Through practice, I’ve come to see that the deepest source of my misery is not wanting things to be the way they are. Not wanting myself to be the way I am. Not wanting the world to be the way it is. Not wanting others to be the way they are. Whenever I’m suffering, I find this war with reality to be at the heart of the problem.” -Stephen Cope
This is the season of Thanksgiving and everyone is expected to bury all the things that are bothering them and just focus on that for which you are grateful.
Ugh! This might explain why everyone eats and drinks so much on Thanksgiving – all those squashed feelings
Now don’t get me wrong – I have a list of things I am thankful for – but I also have things that I am unhappy about.
Like feeling sad that I am unable to share the upcoming holiday with certain living (and passed) loved ones.
Holiday memories can be helpful and hurtful at the same time. This is where staying in the moment, and accepting things as they are can morph a sad moment into a more peaceful one.
Are there things you can accept about yourself, your friends/family and the world that could bring you more peace this holiday?
I am trying to accept that I will not be with my children for Thanksgiving again because they will be with my ex. And although I have no desire to take a plane to rural Florida for the holiday – I would rather be with them anywhere - then be without them.
But this is my life now. I am divorced, I am a single mother and my life and holiday experiences have changed as a result. Some for the worse and some for the better.
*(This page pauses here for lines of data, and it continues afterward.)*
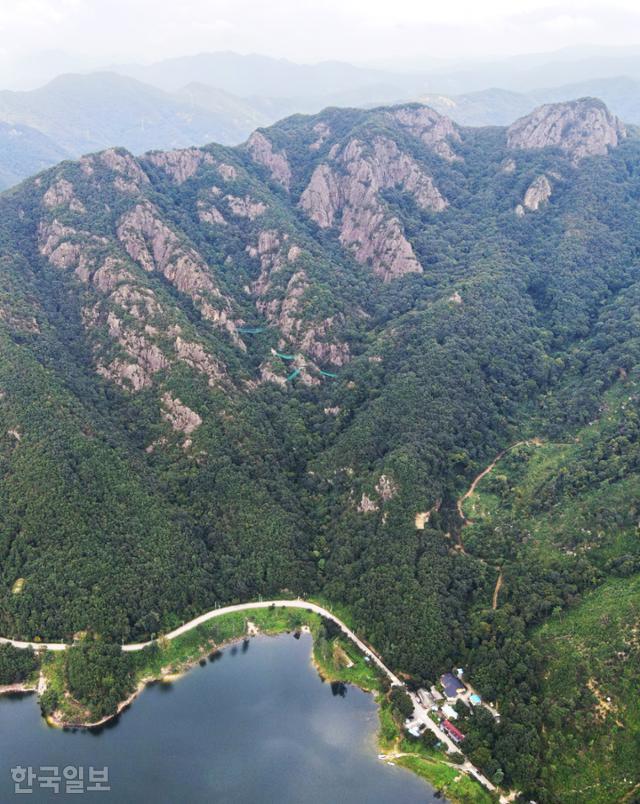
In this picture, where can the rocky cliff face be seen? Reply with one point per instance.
(580, 128)
(348, 187)
(173, 253)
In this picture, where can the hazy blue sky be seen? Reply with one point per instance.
(310, 30)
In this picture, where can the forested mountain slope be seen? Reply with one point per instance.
(227, 372)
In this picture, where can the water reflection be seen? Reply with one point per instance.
(260, 728)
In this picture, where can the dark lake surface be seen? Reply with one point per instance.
(257, 725)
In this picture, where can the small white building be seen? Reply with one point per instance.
(449, 712)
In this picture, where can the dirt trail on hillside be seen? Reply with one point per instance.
(534, 441)
(496, 591)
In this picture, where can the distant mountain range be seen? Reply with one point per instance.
(223, 97)
(500, 107)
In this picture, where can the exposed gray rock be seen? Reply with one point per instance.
(581, 128)
(537, 193)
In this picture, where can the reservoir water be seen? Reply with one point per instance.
(257, 725)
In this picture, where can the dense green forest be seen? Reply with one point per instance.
(214, 387)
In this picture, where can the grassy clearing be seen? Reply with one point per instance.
(592, 680)
(448, 779)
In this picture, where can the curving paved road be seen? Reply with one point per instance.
(421, 713)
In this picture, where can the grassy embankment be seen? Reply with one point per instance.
(336, 658)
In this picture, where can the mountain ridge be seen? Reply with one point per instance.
(228, 372)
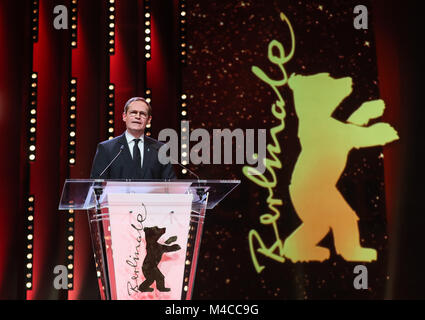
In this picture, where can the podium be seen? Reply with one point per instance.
(146, 234)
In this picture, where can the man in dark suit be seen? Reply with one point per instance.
(136, 154)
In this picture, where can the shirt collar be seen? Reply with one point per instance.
(130, 138)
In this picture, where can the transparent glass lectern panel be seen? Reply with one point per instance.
(118, 208)
(78, 194)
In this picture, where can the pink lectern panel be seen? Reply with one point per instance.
(148, 238)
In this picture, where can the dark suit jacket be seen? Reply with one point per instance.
(123, 167)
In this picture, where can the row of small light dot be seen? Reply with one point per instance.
(147, 30)
(183, 96)
(148, 97)
(29, 242)
(182, 23)
(70, 248)
(111, 111)
(34, 18)
(184, 132)
(72, 147)
(74, 5)
(33, 117)
(72, 121)
(29, 232)
(111, 27)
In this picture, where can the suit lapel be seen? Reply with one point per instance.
(126, 160)
(148, 155)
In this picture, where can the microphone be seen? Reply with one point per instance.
(121, 149)
(177, 162)
(199, 190)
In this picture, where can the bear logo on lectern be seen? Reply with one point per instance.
(154, 252)
(325, 144)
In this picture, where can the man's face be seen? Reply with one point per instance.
(137, 117)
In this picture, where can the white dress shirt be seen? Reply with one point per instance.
(130, 141)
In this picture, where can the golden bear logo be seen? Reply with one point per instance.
(325, 144)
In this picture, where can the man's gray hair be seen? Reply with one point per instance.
(138, 99)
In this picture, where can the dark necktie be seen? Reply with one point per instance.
(137, 158)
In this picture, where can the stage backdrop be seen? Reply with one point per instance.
(330, 82)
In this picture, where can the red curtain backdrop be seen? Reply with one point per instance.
(399, 50)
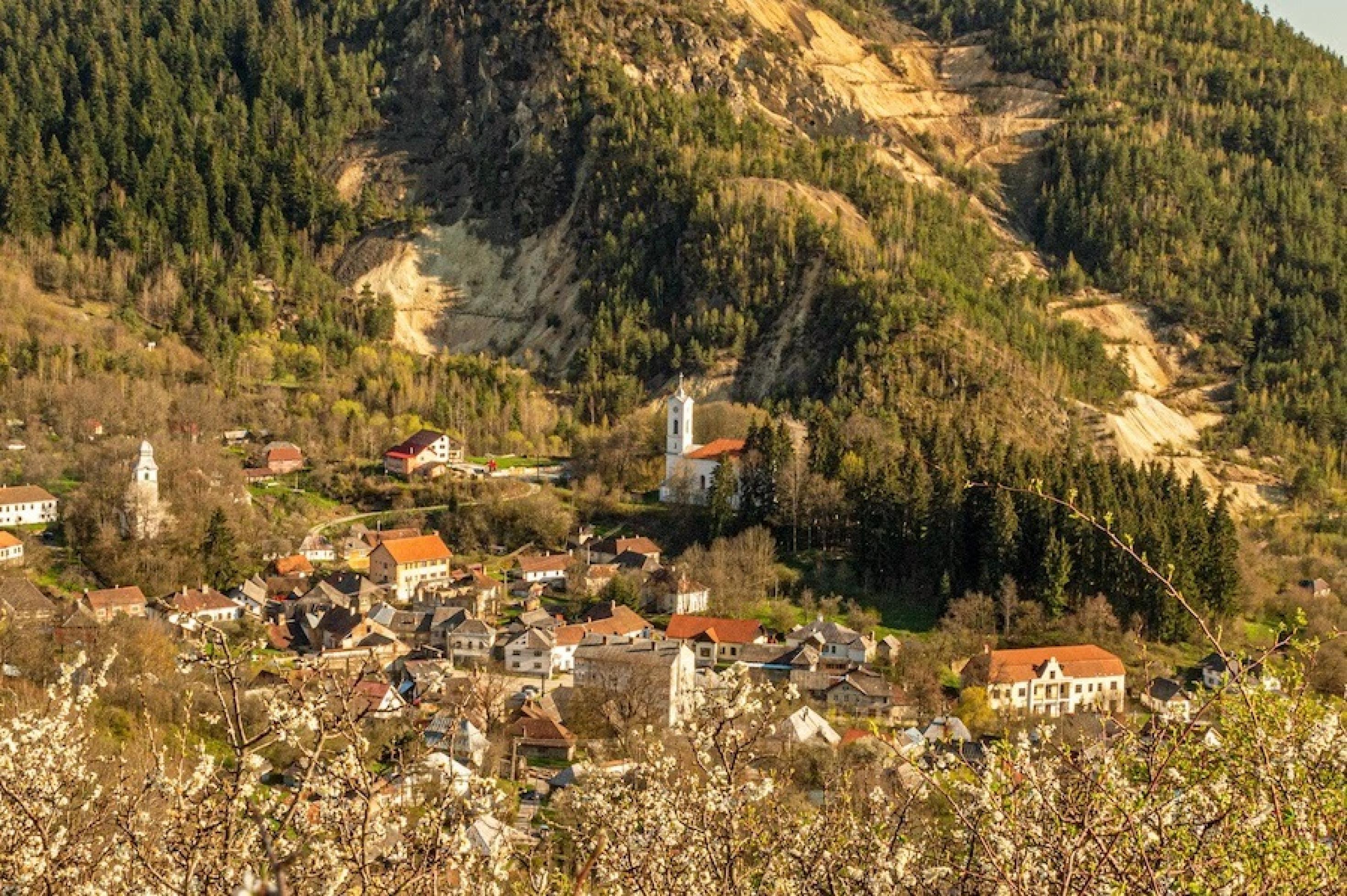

Accepting where I am, in this moment, has been an excellent appetizer for the upcoming Thanksgiving holiday. Setting an intention of contentment during yoga practice has helped me find some peace - when otherwise I would have squashed my negative feelings. Now maybe I can genuinely focus on what I am thankful for this year.
Last Thanksgiving I was also without my kids - and to work through my sadness - I took a Gratitude yoga class at a local yoga studio. Then I spent my first Thanksgiving with my boyfriend and a friend’s family that had also experienced a tumultuous year.
This year I will be teaching a Gratitude yoga class at the West Chester YMCA Airport Road branch (8 AM Thursday). And I will be cooking Thanksgiving dinner with aforementioned boyfriend and his family.
Some things have definitely changed for the better - and for that I am truly thankful.
“Grant me the serenity to accept the things I cannot change, the courage to change the things I can, and the wisdom to know the difference.” - Reinhold Niebuhr
Wishing you and yours a peaceful and joyous Thanksgiving!!